The effects of only allowing written questions were made worse by the fact that many platforms have undisclosed word limits, which resulted in some questions being cut off. Someone, other than the person posing the question, usually the company secretary, then read the question out to the board.
- That person had never seen the question before, and was often unfamiliar with its subject matter. The result was that questions were “read out hesitantly, with incorrect emphasis, and sometimes incorrectly,” Just Share says.
- “This is hugely frustrating for the questioner, who sits helplessly listening to the mangling of his/her question,” Just Share says.
- “The written-only format also makes it extremely difficult to respond to a director’s answer to a question,” especially as most responses are deliberately non-committal, Just Share says.
- “This may be convenient for the board, but creates reputational issues, and reinforces the perception that AGM engagement is not worthwhile.”
- There is no technological barrier to verbal questions at virtual AGMs, and all companies should allow them, Just Share says.
Accepting written-only questions “unequivocally” makes it too easy for companies to avoid or neutralise any difficult line of questioning, says Thobela Bixa, an investment analyst at Mergence Investment Managers in Johannesburg. “Live questions provide a sense of accountability and ensure the board does not cherry pick questions to respond to.”

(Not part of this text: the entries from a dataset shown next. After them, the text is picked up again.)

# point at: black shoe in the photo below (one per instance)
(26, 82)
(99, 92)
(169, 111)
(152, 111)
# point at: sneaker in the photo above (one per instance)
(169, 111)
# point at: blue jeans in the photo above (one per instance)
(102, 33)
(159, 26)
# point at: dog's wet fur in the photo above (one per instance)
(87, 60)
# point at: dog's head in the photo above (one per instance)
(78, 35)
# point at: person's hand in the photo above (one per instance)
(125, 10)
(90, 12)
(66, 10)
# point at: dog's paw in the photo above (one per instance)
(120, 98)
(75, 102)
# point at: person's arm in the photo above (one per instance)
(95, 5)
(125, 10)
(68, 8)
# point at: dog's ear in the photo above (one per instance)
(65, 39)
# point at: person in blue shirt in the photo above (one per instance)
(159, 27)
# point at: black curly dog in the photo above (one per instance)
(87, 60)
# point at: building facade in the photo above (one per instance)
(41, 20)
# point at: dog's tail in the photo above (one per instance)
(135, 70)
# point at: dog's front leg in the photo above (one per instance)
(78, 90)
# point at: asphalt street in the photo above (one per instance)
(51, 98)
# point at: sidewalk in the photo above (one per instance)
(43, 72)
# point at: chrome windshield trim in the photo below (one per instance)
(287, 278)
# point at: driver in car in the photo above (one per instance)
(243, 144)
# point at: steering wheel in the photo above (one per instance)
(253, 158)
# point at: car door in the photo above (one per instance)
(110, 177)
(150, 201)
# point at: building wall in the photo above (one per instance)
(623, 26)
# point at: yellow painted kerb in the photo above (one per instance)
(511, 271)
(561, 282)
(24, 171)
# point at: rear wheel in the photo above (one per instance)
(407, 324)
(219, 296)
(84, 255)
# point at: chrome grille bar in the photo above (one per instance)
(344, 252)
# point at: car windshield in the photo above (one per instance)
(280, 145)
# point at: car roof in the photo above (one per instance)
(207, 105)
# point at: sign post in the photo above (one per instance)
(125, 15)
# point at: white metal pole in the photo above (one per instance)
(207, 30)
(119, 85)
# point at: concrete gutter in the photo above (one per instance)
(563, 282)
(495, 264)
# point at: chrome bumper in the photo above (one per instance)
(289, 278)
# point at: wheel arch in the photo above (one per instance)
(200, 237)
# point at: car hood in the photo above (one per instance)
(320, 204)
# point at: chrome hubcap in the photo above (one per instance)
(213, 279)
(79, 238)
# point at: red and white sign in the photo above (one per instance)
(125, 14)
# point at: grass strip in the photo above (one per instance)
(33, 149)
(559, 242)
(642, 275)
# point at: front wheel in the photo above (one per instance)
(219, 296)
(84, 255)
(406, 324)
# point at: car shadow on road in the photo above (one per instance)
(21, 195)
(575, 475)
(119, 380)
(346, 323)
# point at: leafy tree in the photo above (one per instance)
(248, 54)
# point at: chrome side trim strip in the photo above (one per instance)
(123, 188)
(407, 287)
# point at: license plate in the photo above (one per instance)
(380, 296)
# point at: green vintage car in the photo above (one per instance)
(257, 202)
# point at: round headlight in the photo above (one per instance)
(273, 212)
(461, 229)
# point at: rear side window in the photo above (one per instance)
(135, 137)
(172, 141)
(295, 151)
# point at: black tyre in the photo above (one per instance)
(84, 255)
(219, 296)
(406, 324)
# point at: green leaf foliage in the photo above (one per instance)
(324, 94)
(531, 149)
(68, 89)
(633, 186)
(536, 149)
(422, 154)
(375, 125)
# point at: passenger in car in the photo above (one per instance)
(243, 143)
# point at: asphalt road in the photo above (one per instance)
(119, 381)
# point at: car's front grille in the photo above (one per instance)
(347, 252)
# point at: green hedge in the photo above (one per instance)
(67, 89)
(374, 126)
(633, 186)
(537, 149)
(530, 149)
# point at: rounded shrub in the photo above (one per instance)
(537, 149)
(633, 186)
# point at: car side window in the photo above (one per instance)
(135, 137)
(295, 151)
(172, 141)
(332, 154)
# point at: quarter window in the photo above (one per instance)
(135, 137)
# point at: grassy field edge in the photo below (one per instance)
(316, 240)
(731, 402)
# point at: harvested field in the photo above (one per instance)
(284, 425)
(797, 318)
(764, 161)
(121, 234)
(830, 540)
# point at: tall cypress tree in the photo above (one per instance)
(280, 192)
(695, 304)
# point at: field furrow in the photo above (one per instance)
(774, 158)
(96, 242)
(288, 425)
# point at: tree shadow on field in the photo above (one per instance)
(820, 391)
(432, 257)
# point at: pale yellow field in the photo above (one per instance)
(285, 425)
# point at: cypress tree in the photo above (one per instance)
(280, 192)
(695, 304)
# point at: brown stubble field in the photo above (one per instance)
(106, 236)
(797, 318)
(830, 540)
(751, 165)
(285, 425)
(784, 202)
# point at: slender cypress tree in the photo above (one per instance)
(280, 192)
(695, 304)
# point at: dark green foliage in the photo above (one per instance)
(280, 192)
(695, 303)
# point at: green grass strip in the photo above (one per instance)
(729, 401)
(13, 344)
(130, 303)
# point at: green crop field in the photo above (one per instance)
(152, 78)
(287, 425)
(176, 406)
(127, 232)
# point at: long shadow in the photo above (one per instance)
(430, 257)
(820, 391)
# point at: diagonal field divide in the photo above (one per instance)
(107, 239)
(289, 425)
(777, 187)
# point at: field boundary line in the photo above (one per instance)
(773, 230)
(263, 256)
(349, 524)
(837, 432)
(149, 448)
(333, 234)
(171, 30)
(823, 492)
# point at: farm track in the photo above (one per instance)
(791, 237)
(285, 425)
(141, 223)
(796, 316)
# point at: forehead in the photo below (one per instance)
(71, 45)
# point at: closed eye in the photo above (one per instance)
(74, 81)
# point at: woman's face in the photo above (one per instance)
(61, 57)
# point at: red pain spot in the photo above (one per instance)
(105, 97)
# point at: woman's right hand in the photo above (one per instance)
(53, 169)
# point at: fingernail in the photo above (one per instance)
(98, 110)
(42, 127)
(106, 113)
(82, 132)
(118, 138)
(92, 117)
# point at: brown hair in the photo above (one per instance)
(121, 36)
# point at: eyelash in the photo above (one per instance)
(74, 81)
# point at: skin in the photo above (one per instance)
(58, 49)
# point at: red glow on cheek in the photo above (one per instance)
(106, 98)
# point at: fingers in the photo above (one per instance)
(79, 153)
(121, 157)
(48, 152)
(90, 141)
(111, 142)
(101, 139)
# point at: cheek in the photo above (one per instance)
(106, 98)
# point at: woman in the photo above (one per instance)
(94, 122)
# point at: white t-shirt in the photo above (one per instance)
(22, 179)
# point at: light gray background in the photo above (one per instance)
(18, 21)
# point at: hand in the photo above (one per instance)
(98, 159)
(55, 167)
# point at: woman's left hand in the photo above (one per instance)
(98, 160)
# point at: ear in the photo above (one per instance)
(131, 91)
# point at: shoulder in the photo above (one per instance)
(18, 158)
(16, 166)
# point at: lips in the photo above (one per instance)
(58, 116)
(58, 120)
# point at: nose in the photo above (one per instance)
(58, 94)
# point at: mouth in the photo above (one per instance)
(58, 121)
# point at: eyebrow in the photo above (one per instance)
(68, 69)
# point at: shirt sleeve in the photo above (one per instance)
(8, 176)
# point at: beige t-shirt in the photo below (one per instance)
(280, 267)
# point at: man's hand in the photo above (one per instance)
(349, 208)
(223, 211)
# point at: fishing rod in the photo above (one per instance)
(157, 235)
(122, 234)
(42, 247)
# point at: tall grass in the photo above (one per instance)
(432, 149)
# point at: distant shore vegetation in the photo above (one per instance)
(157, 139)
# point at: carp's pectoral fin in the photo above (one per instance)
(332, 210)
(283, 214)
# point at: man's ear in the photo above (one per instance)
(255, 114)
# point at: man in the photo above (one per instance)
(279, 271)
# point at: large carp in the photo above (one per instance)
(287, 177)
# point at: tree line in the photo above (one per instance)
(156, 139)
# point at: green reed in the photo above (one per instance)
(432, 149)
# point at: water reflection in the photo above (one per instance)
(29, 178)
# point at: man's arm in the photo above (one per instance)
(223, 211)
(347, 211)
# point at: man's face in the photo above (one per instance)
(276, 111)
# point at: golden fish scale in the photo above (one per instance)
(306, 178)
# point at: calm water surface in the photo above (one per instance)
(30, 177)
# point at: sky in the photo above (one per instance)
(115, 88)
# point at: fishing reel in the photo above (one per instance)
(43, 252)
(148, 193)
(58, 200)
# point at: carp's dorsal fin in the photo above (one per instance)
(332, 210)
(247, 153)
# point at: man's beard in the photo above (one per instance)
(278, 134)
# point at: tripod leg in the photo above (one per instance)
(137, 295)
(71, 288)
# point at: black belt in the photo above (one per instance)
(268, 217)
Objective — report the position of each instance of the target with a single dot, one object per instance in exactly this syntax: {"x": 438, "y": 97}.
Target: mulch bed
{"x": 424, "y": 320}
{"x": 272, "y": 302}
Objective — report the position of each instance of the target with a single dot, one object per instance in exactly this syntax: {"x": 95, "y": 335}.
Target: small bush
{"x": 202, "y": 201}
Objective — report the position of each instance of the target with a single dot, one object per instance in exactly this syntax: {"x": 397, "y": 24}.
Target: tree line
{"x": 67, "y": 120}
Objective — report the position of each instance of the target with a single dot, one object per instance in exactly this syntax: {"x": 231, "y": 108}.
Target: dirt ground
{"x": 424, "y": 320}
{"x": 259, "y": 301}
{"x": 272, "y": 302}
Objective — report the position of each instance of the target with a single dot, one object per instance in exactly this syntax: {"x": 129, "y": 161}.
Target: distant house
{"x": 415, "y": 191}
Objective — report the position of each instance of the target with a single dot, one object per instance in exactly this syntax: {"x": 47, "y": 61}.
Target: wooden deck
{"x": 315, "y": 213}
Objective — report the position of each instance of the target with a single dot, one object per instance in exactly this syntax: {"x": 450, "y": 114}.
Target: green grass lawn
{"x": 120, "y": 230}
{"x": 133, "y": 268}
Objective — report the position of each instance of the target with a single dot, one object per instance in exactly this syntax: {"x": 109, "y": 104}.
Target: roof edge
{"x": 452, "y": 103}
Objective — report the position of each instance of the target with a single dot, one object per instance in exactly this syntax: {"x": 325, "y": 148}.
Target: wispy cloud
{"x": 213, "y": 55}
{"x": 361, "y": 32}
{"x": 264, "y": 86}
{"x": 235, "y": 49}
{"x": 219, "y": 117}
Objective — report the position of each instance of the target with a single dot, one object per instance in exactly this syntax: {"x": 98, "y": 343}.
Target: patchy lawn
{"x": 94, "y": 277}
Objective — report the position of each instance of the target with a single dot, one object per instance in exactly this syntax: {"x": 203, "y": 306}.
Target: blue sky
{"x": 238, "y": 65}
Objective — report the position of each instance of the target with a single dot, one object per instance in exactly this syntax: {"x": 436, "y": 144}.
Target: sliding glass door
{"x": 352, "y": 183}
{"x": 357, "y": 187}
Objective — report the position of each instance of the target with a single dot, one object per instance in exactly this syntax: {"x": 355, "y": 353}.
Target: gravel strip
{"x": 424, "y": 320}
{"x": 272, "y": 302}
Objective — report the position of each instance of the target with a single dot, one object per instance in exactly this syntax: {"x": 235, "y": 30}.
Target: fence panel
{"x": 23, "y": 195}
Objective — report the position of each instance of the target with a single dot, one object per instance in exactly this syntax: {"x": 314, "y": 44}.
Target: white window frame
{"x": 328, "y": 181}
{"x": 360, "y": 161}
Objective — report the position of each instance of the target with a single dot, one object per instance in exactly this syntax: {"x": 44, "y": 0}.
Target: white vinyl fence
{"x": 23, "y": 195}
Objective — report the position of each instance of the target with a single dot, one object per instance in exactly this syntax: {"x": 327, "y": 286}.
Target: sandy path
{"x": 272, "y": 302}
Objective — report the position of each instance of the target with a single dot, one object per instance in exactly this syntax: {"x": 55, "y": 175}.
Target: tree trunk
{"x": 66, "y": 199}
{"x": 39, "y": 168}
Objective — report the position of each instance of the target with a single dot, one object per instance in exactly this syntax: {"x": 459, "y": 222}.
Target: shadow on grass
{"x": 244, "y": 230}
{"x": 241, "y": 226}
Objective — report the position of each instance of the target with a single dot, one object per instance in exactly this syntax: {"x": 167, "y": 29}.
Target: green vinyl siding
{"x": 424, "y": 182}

Craig Smith, head of research and property at Anchor Stockbrokers in Johannesburg, says he generally agrees with Just Share’s views. “There should be verbal communication and interaction but with the caveat that there needs to be structure to the engagement to ensure it doesn’t go off track,” he says. The best way to ensure that, he adds, is a strong chair.
Just Share notes that there have been some improvements since 2020. Last year, many companies seemed to be surprised that any questions were asked at all. At most AGMs this year, board members were visible on camera when speaking and answering questions. The JSE even provided an agenda to help participants, a first for the 22 virtual AGMs that Just Share has attended since March 2020.
- Companies already engage stakeholders in a meaningful way during results presentations, Bixa notes, and a similar approach needs to be applied to AGMs.
- All forms of communication need to be open all-year-round to all stakeholders, and not just to institutional investors, he argues.
- But stakeholders “also need to use these avenues of communication and not just wait for AGMs to express their grievances,” Bixa says.
- If small minority shareholders find themselves unheard then they also have the possibility of collaborative engagement with other investors, he adds.
Companies that accept written-only questions give the impression that they’re scared of a conversation with their shareholders.